May 29, 2019
Special Guest Perspective by Dan O’Donnell
The sad truth about heroes is that they will inevitably disappoint. They are human after all and, as such, every bit as fallible as those who idolize them. With that disappointment comes an inescapable hurt, and over the past few years, it has manifested itself in an intense desire to tear down the very pedestals on which we placed our fallen heroes.
Spurred on by a political left seeking to rebuild America from the ashes of its slave-holding, colonialist, misogynistic founding fathers, “cancel culture” has mandated the wholesale removal of any monument to any man deemed iniquitous by modern progressive standards.
What, then, are we to do with Dr. Martin Luther King, Jr.—a quintessential American hero beloved by the right and all but deified by the left?
David Garrow, who won a Pulitzer Prize for his 1986 biography of King, alleges in the British magazine Standpoint that King not only had upwards of 40 extramarital affairs, but also watched as a fellow pastor raped a parishioner.
Citing long-sealed FBI files from the 1964 wiretapping of King’s hotel room in Washington, D.C., Garrow claims that King and Logan Kearse, a Baptist pastor from Baltimore, “discussed which women among the parishioners [they had brought back to the room with them] would be suitable for natural and unnatural sex acts.”
Shockingly, “when one of the women protested that she did not approve, the Baptist minister immediately and forcefully raped her.” King, the FBI documents allege, “looked on, laugh[ed] and offered advice.”
The Daily Mail reports that FBI agents were listening in from the next room but did nothing to stop the alleged assault.
The agents’ report claims that the following day, King, Kearse, and roughly a dozen other people took part in a “sex orgy” that featured “acts of degeneracy and depravity.” When one woman expressed her reluctance to take part, King assured her that doing so would “help [her] soul.”
Such surveillance of civil rights leaders was sadly common, as FBI director J. Edgar Hoover feared communist infiltration in their ranks. Sickeningly, senior FBI leaders tried using the hotel recordings to blackmail King, calling him an “immoral beast” in a letter to him that urged him to commit suicide since his sexual deviance would be “on record for all time.”
While this might call into question the veracity of these agents’ claims, Garrow—considered one of the world’s foremost experts on King’s life—believes them to be accurate and pose “so fundamental a challenge to his historical stature as to require the most complete and extensive historical review possible.”
In the context of modern progressivism, this means asking the question that no American really wants to: Should Martin Luther King, Jr. be cancelled? Should his monument in Washington, D.C. (just miles from the rape he allegedly took part in) be torn down? Should the roughly 1,000 streets and 77 schools that bear his name be rechristened? Should his holiday each January be rededicated to the victims of sexual assault?
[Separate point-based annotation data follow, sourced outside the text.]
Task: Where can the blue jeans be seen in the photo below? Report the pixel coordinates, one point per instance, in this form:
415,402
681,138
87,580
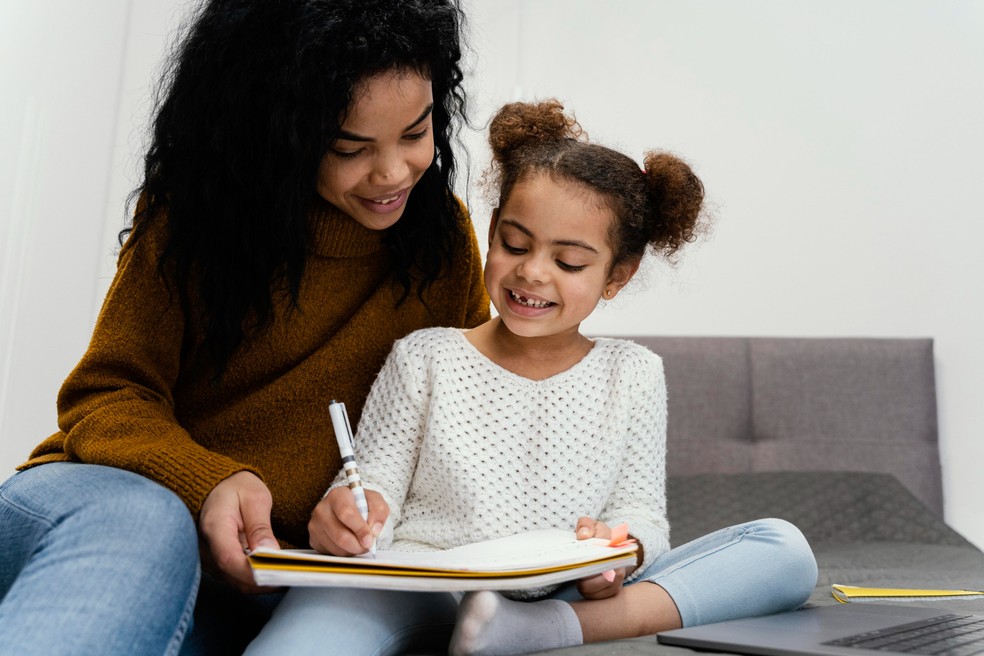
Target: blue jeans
757,568
94,560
If unproven allegations of sexual assault and orgies were enough to disqualify Brett Kavanaugh from serving on the Supreme Court (or any court, for that matter), then shouldn’t the feminist movement similarly demand an end to the veneration of Martin Luther King? If allegedly fathering children with a slave is enough to stain Thomas Jefferson’s contributions to Western civilization, then shouldn’t King’s purported encouragement of rape forever taint the movement he led?
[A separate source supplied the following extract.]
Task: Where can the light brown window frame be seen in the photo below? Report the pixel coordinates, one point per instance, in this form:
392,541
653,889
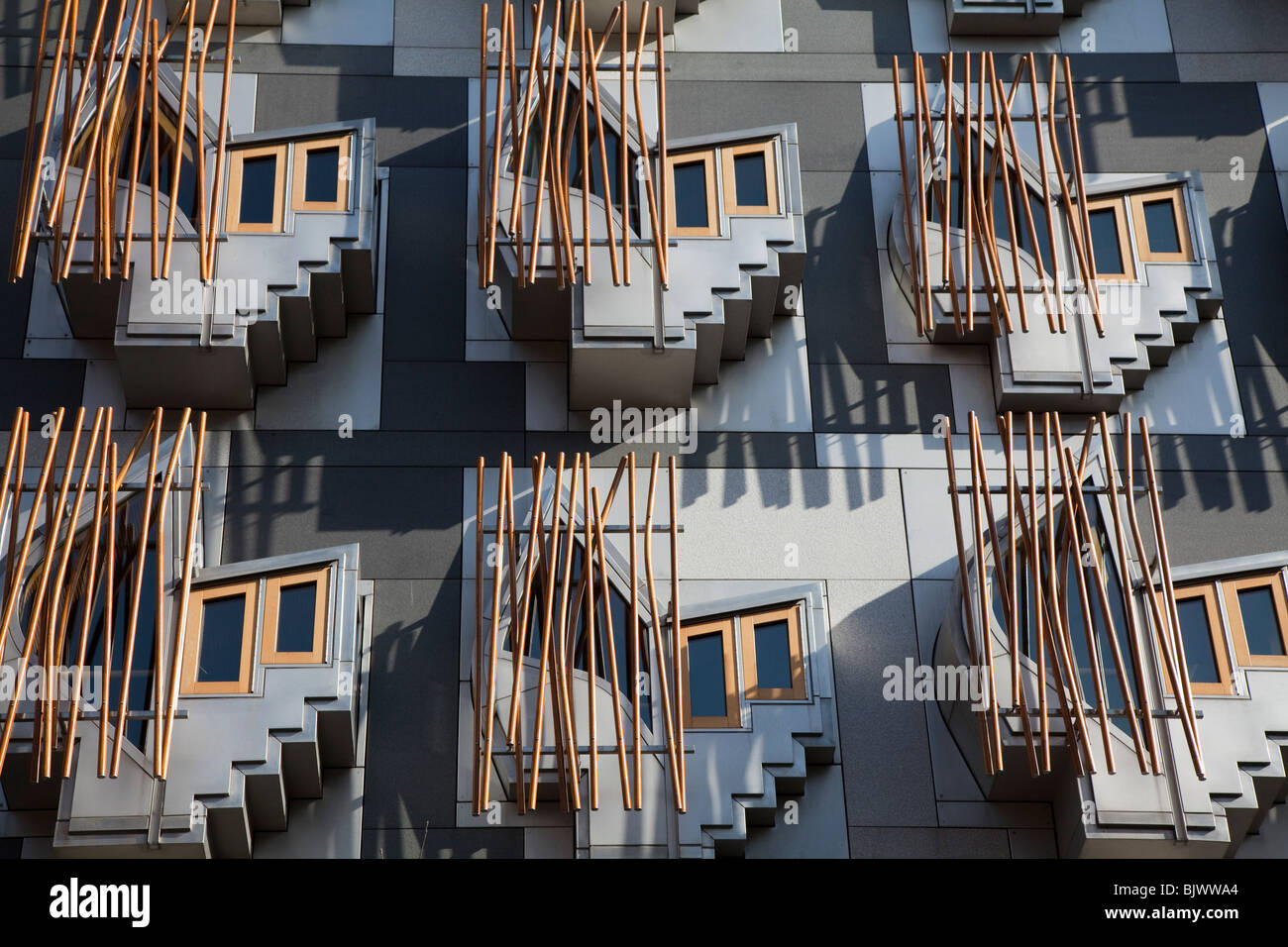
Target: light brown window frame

Or will society declare its independence from the rigid dogmatism of cancel culture? Just as King dreamed of an America that could see morality in more than black and white, is it now possible for us to view our heroes in shades of gray?
While standards of morality may change over time, the allegations against King (if true) strike at the very essence of the content of his character. This is perhaps why Garrow’s discovery of the sealed FBI files has been all but ignored in the American press: No one wants to believe it…and if they do, they certainly don’t want to publicize it.
It’s easy to virtue signal outrage by demanding streaming music services drop a pop singer with a sex cult or suspicions of pedophilia. It’s politically expedient to discredit Confederate generals or old, white founding fathers. But can we really apply those same standards to Martin Luther King, Jr.?
This uncomfortable question reveals an even more uncomfortable truth: We stand at the precipice of a cultural reckoning—either of King’s legacy or of cancel culture itself.